Caol Ila was established in 1846 by Hector Henderson, part-owner of Littlemill in the Lowlands. The distillery was built a mile north of Port Askaig, overlooking the Sound of Islay. Henderson used a fleet of steam ships, or puffers, to deliver supplies to the site. The puffers would then sail off with a cargo of whisky to be sold on the mainland.

Copper pot stills of Caol Ila in the stillhouse with view on the bay
Caol Ila stillhouse

In 1863 the distillery was taken over by Bulloch Lade & co. At the time blended Scotch was booming and Caol Ila’s single malt became a key component in many recipes.

Bulloch Lade merged with the Distillers Company Ltd (D.C.L.) in 1927. This began a long association with the Johnnie Walker blended Scotch brand. Caol Ila has featured in several of the Johnnie Walker products, most notably Black Label.

During the single malt boom of the late ‘60s and early ‘70s, the distillery was demolished and completely rebuilt. The stills were increased from two to six, making it the largest distillery on Islay. The new design was the work of architect George Leslie Darge. His still-house design featured floor to ceiling windows that gave excellent views of the neighbouring island of Jura. The same layout was used in the rebuilding of Linkwood, Glen Ord and Clynelish

Caol Ila was bottled as a single malt for the first time in 2002. The original 12-year-old offering was then joined by 18, 25 and Distiller’s Edition versions. The no-age-statement Moch was added later.

In 2017 owners Diageo announced that Caol Ila was to receive an upgrade as part of a £150million investment in Scotch whisky tourism. Plans were approved within the year for the distillery to become the island home of Johnnie Walker.

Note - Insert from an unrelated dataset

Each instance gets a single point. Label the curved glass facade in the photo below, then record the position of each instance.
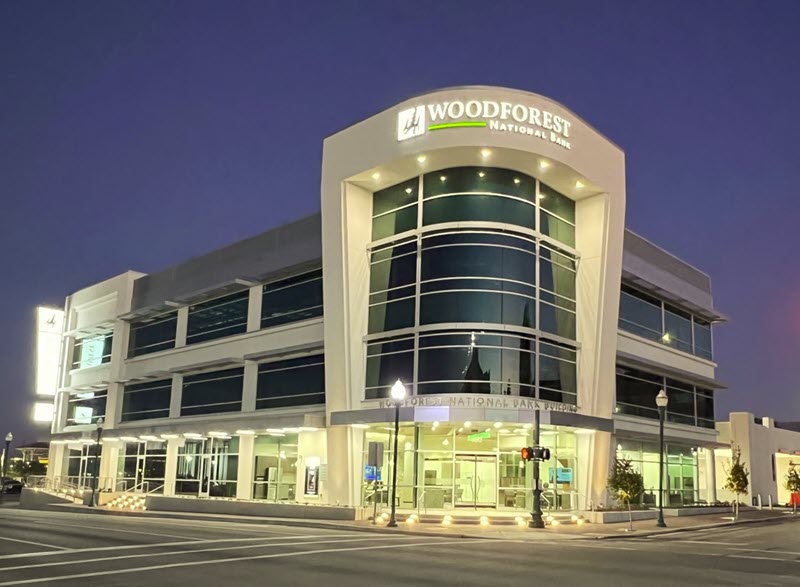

A new state-of-the-art visitor centre was to be constructed within the warehouse, complete with whisky bar overlooking the sound of Islay. The new setup would see visitors enter through the distillery roof after crossing a footbridge from a car park on the hill above. Caol Ila was one of four distilleries chosen for the project along with Cardhu, Glenkinchie and Clynelish.